経済を成り行き任せにすると、物の値段が過度に上がるインフレ状態が進行し過ぎたり、反対に物価が下がるデフレ状態に傾き過ぎたりと、混乱が生じるかもしれません。

そこで物価の安定を実現するため、日本銀行では前年比2%の消費者物価上昇を目標とした金融政策を実施しています。

物価の安定を目的とした中央銀行の政策

金融政策とは、日本の中央銀行である日銀が行う政策です。日銀が『通貨の番人』と呼ばれるのは、 通貨として利用される銀行券(紙幣、貨幣)を発行する、国内で唯一の「発券銀行」であり、通貨価値の安定を図る金融政策をつかさどり、物価や金融システムの安定に目を配る役割を担うためです。

加えて『銀行の銀行』として、私たちが日常的に利用する市中の銀行が、預金したりお金を借りたりする場所でもあります。

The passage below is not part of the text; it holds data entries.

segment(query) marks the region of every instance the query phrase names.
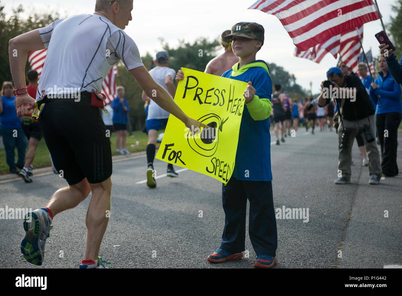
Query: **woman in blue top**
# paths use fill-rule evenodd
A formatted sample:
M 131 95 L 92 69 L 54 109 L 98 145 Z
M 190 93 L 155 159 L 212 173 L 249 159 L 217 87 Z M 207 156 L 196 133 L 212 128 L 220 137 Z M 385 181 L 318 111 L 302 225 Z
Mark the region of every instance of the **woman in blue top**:
M 12 95 L 14 86 L 12 82 L 3 82 L 0 99 L 0 123 L 3 143 L 6 150 L 7 164 L 10 171 L 18 175 L 16 166 L 22 169 L 25 164 L 25 151 L 28 140 L 21 125 L 21 119 L 17 117 L 15 97 Z M 15 148 L 18 151 L 18 161 L 15 163 Z
M 378 138 L 381 144 L 382 173 L 394 177 L 399 173 L 396 163 L 398 129 L 402 118 L 400 86 L 391 76 L 385 58 L 378 59 L 379 77 L 371 83 L 370 96 L 375 110 Z M 377 96 L 381 101 L 380 105 Z
M 293 117 L 293 129 L 297 131 L 297 127 L 299 126 L 299 107 L 297 100 L 295 100 L 293 102 L 292 117 Z

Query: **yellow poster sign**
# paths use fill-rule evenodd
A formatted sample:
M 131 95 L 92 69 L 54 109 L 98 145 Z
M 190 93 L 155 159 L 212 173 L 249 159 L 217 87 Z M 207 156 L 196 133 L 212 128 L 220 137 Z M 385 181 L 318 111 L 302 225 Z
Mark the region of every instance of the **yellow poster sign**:
M 244 107 L 242 81 L 183 68 L 174 101 L 188 116 L 211 127 L 192 130 L 169 117 L 156 158 L 226 184 L 233 172 Z M 199 131 L 193 128 L 193 133 Z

中央銀行のこのような役割は、金融政策を実施する上で欠かせないものなのです。

金融政策の目標値

物価は上がり過ぎても下がり過ぎても、経済の状態が悪化しかねません。

日銀は、程よく経済が循環する状態を維持し、企業の成長と国民の暮らしの向上に必要な物価上昇率の目標を前年比『2%』と定めており、これをできるだけ早いタイミングで実現することを目指しています。

代表的な金融政策は金利調整


日銀が実施する金融政策の主要なものは通貨供給量の調整です。金融引き締め局面では市中に循環するお金の量を減らし、金融緩和局面では循環するお金の量を増やします。これにより、経済状態はどのように変化するのでしょうか?

金融緩和で世の中に出回るお金を増やす

経済循環が悪化した局面で実施するのが『金融緩和』政策で、お金の量を増やすことで、景気の回復を目指します。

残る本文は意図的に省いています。